Why this reaches you even if you never ship in China
The temptation is to file this under "Chinese regulation, not my problem." The harm underneath it is not Chinese. The lawsuits that pushed Beijing here — teenagers who formed dependencies on a synthetic friend and were harmed — are being litigated in the US and Europe right now. When Western regulators move, the [capability-tiered frameworks they already have](/posts/eu-ai-act-for-ai-agents) will not obviously cover this, because the harm isn't a wrong answer or a biased output; it's an attachment working exactly as designed. So they will reach for a persona-based line, and it will look a lot like China's, because China's is the one that exists and got studied.
When that day comes, the first question a product faces won't be "how capable is your model." It'll be "is this a tool or a companion." Every founder who quietly shipped a friend while calling it an assistant will find out the distinction was load-bearing all along. You can find out now instead — the test takes one honest answer, and you already know it.

## FAQ

### What's the fastest way to know if my product is a 'companion' under a rule like this?

Ask one question: if the model were forced to break character every session and say 'I am an AI, not a real person,' would your product still be worth using?
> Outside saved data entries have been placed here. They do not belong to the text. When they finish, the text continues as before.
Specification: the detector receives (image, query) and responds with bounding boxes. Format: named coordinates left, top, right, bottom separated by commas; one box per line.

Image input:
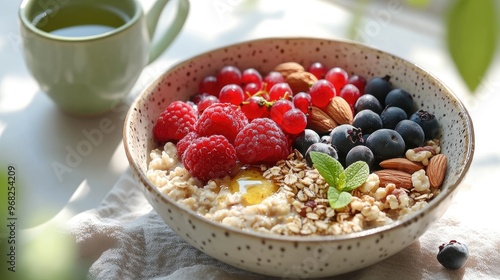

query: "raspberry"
left=182, top=135, right=237, bottom=182
left=153, top=101, right=197, bottom=142
left=176, top=131, right=199, bottom=158
left=196, top=103, right=248, bottom=144
left=234, top=118, right=290, bottom=165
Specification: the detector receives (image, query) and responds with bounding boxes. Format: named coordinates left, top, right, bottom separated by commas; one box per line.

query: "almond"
left=324, top=97, right=353, bottom=125
left=374, top=169, right=413, bottom=189
left=427, top=154, right=447, bottom=188
left=307, top=106, right=337, bottom=134
left=286, top=71, right=318, bottom=93
left=379, top=158, right=424, bottom=174
left=274, top=62, right=305, bottom=78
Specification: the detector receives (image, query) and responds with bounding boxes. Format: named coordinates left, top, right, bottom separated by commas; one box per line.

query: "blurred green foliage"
left=0, top=171, right=7, bottom=279
left=447, top=0, right=498, bottom=92
left=405, top=0, right=431, bottom=8
left=0, top=164, right=87, bottom=280
left=349, top=0, right=499, bottom=93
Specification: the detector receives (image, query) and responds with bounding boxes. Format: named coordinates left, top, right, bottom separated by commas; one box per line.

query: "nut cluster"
left=376, top=141, right=447, bottom=191
left=308, top=97, right=353, bottom=133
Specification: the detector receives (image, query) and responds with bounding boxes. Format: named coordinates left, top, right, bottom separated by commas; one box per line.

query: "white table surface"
left=1, top=0, right=499, bottom=276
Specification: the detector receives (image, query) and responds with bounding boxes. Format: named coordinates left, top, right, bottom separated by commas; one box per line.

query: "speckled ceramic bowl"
left=123, top=38, right=474, bottom=278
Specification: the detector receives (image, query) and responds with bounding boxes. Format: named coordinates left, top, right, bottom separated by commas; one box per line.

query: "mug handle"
left=145, top=0, right=190, bottom=64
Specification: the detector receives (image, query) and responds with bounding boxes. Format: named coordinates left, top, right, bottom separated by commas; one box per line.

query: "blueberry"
left=354, top=94, right=383, bottom=114
left=320, top=135, right=331, bottom=144
left=293, top=129, right=321, bottom=156
left=362, top=133, right=370, bottom=143
left=329, top=124, right=364, bottom=158
left=385, top=88, right=415, bottom=116
left=345, top=145, right=374, bottom=170
left=409, top=110, right=440, bottom=139
left=395, top=120, right=425, bottom=148
left=353, top=109, right=383, bottom=134
left=437, top=240, right=469, bottom=270
left=365, top=129, right=405, bottom=161
left=305, top=142, right=338, bottom=167
left=380, top=106, right=407, bottom=129
left=364, top=75, right=392, bottom=105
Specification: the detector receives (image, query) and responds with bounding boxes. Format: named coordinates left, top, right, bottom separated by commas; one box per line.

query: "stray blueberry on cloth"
left=437, top=240, right=469, bottom=270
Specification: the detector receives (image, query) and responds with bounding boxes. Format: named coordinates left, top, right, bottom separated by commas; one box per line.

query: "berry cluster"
left=153, top=101, right=289, bottom=182
left=153, top=62, right=440, bottom=182
left=196, top=65, right=311, bottom=135
left=295, top=74, right=440, bottom=171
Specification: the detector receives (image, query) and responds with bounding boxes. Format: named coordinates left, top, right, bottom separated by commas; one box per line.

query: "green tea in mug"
left=32, top=4, right=129, bottom=37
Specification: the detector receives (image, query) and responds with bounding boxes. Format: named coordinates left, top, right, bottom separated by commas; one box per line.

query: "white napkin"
left=67, top=168, right=500, bottom=280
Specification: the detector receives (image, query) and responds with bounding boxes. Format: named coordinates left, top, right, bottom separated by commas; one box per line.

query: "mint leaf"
left=310, top=153, right=366, bottom=210
left=343, top=161, right=370, bottom=192
left=309, top=151, right=343, bottom=187
left=336, top=192, right=352, bottom=208
left=337, top=171, right=346, bottom=191
left=447, top=0, right=498, bottom=92
left=327, top=187, right=352, bottom=209
left=327, top=187, right=340, bottom=206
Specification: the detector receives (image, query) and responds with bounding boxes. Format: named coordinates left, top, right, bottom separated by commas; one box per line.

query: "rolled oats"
left=303, top=187, right=316, bottom=198
left=284, top=173, right=298, bottom=185
left=306, top=212, right=320, bottom=220
left=297, top=190, right=308, bottom=202
left=287, top=222, right=301, bottom=233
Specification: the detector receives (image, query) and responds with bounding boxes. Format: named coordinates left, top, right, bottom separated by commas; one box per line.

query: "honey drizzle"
left=228, top=167, right=278, bottom=206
A calendar agent, a coding agent, a research agent — all shrug it off; users already assume it. A 'friend,' a 'girlfriend,' a 'mentor who remembers you' — the reminder is fatal, because the persistent, believable relationship *is* the product. That's the line.

### Does China's law apply to my Western startup?

Not directly — it binds services offered in China. But it is the first regulation anywhere to treat 'persona' as a distinct regulated surface, and the harms driving it (teenagers forming dependencies, wrongful-death suits) are not China-specific. Treat it as a preview of the compliance question you'll be asked at home: 'is this a tool or a companion?'

### I use Doubao or Qwen agents in my stack — what do I do this week?

Export now. Doubao gives read-only access to saved agent configs and chat histories only until October 15, then deletes; ByteDance is pointing users to a separate app, Maoxiang, to rebuild. Alibaba has announced no migration path for Qwen — configs and histories are being deleted. If any workflow depends on a persona you configured there, pull the prompts and data out this week and re-host on an API you control.

### If I'm clearly a 'tool,' am I in the clear?

Under the persona rules, mostly — they barely touch you. But 'tool' is not a free pass on everything: capability-based frameworks (EU AI Act risk tiers, sector rules) still apply. The point of the test is narrower — it tells you whether the *persona* surface is a liability you're carrying, not whether you're unregulated.

### What are the five things the law actually requires of a companion service?

Conspicuous, repeated disclosure that the user is talking to an AI; dynamic pop-ups on new logins or signs of over-dependence; a mandatory break prompt after two continuous hours; a ban on virtual-companion services for minors (guardian consent for other anthropomorphic services to under-14s); and mandatory crisis intervention when a user signals self-harm. Read as a set, every one targets the bond, not the capability.